Author: Jennifer Worth
Pages: 376
Published: 2008 (first published 2002)
Genre: Non-fiction, Memoir, Biography
Challenges: Goodreads 2013 Reading Challenge
Edition: Paperback
Source: Library
Description: Life in London's docklands in the 1950s was tough. The brothels of Cable Street, the Kray brothers and gang warfare, the meths drinkers in the bombsites - this was the world that Jennifer Worth entered when she became a midwife at the age of twenty-two. Babies were born in slum conditions, often with no running water.

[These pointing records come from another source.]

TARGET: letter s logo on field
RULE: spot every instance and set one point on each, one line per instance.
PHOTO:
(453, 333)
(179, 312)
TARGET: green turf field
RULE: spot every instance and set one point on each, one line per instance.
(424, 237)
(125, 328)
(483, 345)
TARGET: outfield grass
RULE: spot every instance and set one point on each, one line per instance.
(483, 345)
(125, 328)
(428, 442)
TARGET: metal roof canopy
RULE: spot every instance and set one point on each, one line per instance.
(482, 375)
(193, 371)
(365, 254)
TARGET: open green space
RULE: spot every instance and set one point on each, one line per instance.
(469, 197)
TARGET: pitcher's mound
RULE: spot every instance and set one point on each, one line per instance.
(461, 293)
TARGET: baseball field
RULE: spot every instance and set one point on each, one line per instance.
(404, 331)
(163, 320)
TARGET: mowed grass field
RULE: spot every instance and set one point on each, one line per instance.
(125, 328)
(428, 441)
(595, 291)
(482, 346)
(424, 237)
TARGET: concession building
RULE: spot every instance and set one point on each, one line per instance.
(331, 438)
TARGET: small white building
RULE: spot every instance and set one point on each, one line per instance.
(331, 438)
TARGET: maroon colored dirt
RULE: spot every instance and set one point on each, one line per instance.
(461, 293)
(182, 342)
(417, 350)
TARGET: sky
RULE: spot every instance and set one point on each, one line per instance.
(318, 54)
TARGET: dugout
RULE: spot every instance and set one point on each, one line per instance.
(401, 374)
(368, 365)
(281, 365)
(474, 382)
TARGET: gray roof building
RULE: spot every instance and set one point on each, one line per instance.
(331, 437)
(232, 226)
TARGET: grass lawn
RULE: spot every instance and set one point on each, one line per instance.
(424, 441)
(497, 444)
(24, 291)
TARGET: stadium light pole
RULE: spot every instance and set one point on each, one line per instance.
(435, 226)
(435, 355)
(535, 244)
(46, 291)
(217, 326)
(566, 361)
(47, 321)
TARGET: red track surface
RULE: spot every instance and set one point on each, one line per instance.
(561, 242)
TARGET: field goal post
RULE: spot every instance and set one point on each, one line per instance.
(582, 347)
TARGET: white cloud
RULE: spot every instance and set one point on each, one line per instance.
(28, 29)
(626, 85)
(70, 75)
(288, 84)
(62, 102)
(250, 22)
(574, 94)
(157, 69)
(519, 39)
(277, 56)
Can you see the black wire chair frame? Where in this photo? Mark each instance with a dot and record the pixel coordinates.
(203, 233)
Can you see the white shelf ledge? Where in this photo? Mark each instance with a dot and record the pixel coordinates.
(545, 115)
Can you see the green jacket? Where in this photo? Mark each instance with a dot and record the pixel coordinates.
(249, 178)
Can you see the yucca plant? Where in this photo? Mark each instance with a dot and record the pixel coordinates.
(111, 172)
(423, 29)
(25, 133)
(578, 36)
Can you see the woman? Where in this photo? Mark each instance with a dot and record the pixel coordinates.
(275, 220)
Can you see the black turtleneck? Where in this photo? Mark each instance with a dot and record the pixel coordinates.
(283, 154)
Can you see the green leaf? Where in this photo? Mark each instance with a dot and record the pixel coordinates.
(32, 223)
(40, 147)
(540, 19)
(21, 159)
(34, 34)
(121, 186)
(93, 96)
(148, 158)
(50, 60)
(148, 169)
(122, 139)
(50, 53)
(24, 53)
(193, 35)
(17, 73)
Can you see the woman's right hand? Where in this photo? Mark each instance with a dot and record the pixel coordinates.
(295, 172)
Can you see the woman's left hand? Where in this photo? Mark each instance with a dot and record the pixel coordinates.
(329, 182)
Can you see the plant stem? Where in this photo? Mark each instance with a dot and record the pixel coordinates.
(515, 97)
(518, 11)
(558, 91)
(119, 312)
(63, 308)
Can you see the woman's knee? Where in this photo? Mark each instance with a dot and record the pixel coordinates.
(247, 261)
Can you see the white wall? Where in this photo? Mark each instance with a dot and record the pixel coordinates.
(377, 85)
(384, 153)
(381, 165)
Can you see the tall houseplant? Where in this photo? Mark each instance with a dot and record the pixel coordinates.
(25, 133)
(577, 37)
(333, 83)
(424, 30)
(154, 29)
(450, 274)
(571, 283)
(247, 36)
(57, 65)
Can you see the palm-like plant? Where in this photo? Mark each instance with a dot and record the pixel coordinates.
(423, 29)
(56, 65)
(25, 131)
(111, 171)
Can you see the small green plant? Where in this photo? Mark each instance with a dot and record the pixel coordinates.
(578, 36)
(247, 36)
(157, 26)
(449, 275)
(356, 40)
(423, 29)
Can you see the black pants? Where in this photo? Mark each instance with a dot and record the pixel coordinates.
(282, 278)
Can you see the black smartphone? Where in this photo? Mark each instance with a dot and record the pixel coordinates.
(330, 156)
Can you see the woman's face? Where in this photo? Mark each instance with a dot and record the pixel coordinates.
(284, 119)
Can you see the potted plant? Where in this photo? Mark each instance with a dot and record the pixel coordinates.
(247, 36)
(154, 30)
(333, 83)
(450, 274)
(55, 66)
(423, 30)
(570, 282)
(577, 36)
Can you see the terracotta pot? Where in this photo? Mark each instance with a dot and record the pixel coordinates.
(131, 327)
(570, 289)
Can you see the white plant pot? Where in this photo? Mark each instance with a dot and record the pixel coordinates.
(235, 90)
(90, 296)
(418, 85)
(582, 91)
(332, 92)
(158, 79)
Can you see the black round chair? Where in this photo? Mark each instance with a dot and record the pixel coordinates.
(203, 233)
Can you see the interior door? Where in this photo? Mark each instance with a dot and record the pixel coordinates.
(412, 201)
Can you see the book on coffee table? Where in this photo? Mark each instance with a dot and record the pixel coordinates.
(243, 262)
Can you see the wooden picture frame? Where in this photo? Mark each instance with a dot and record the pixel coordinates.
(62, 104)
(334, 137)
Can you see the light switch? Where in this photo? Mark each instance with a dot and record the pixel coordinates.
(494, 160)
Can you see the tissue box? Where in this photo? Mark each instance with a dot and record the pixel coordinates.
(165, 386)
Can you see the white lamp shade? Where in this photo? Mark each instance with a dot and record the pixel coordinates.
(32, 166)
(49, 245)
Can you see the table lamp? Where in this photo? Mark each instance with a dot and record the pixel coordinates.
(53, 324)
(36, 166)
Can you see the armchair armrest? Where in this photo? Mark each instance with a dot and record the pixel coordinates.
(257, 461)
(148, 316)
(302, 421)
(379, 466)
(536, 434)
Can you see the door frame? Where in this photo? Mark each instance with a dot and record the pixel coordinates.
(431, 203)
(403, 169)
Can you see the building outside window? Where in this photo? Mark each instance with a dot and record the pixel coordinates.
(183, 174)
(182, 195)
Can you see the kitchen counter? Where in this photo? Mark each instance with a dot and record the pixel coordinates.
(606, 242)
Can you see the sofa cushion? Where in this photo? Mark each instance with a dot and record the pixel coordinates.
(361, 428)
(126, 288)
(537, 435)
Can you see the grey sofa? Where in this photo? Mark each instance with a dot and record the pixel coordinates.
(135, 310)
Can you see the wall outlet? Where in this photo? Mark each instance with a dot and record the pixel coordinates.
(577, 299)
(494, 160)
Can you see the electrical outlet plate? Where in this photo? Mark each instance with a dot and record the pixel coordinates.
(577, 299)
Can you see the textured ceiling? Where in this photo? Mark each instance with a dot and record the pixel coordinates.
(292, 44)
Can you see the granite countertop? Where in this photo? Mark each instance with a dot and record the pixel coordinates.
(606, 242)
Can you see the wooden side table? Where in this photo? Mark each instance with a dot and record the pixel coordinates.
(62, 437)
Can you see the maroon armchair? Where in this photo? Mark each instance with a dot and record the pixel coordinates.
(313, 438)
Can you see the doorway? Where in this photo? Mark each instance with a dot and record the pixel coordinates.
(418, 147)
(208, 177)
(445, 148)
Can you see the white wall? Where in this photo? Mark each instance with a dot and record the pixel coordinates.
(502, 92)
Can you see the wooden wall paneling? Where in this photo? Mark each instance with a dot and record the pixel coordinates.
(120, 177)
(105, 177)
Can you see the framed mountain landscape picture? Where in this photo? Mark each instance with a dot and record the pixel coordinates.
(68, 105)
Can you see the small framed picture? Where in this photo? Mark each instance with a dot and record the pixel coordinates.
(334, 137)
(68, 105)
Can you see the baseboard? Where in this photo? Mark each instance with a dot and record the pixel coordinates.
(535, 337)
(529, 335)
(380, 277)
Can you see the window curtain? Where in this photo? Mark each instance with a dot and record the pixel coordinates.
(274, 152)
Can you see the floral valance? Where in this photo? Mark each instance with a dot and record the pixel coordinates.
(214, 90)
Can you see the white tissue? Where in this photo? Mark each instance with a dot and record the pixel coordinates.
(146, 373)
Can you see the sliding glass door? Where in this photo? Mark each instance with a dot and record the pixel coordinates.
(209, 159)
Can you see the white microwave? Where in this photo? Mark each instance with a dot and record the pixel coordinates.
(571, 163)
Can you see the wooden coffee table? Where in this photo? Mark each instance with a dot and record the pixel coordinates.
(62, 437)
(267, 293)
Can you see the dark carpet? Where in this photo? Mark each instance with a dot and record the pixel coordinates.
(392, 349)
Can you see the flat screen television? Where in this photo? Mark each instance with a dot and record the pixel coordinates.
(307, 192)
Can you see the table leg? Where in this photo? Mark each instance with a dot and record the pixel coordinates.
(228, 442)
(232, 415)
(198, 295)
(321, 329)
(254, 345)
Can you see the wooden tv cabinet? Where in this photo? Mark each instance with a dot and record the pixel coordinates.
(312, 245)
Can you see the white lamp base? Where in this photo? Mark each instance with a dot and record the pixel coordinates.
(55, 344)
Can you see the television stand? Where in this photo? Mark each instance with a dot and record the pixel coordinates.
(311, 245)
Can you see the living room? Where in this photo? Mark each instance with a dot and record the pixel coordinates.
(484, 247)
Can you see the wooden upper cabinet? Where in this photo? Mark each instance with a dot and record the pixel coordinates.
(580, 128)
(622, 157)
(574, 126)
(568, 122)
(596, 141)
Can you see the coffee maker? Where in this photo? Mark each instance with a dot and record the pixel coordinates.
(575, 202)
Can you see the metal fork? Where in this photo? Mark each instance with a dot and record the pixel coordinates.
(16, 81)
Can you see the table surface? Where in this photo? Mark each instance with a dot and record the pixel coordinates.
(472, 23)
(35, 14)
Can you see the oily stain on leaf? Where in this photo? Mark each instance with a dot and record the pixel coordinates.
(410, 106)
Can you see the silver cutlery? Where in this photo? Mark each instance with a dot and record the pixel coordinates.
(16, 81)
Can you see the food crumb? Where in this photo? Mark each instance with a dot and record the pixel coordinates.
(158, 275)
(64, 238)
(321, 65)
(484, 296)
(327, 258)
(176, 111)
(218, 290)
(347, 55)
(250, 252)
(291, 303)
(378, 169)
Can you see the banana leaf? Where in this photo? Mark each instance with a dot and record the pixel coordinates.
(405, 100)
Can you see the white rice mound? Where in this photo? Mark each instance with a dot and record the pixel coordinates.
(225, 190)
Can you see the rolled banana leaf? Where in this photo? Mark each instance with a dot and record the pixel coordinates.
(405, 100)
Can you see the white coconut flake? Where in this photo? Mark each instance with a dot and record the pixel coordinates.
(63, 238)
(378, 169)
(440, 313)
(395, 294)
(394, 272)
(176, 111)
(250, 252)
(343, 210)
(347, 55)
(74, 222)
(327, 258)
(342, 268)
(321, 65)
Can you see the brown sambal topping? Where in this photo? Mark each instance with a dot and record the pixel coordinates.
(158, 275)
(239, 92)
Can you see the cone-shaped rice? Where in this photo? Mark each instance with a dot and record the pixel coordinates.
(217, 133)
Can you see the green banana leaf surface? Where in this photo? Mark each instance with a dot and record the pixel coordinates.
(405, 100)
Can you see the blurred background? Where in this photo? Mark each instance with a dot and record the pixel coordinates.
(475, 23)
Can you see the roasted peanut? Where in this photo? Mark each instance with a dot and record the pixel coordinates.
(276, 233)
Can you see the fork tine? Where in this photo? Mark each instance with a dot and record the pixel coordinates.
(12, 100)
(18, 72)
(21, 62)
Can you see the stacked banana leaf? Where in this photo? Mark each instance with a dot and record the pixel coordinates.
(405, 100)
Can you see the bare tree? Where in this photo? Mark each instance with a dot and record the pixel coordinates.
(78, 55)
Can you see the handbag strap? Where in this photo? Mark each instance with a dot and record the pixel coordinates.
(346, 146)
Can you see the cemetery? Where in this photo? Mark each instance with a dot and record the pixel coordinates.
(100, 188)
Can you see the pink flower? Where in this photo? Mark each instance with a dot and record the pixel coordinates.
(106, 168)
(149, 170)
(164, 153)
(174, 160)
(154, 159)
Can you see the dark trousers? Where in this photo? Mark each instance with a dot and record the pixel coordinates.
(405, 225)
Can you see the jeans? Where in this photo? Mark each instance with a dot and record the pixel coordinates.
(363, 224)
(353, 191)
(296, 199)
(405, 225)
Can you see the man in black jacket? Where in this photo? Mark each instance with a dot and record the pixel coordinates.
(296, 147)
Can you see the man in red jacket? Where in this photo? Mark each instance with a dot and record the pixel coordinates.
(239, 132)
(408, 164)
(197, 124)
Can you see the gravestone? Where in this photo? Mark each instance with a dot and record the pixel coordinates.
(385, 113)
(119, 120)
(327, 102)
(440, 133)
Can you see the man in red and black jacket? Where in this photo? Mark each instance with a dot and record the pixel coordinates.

Jennifer Worth describes the romance and beauty of the great port of London, the bug-infested tenements, the spectre of disease, the sense of community and the incredible resilience of women who bore more than ten children. Funny, disturbing and moving, Call the Midwife brings to life a world that has now changed beyond measure. (via Goodreads.com)
Thoughts: I really quite enjoyed this book, although it took me quite a while to get going, but once I was able to get on a role with book, I didn't want to put the book down and I really didn't want it to end. True I had watched the first season (series if you live across the pond) and was the initial reason as to why I picked up the book, but it was worth it. The writing was really well done and the imagery of the neighbourhood in which Mrs. Worth worked in was amazing and made one feel as though you were going into those homes as she attended the births of these children, while they lived in what we would deem to be squalor, into families that wanted them and loved them.
Bottom line: I would recommend this book probably to most individuals, but especially those that are nurses and have interest in the subject of midwifery. I would also recommend the book to those that have seen the show.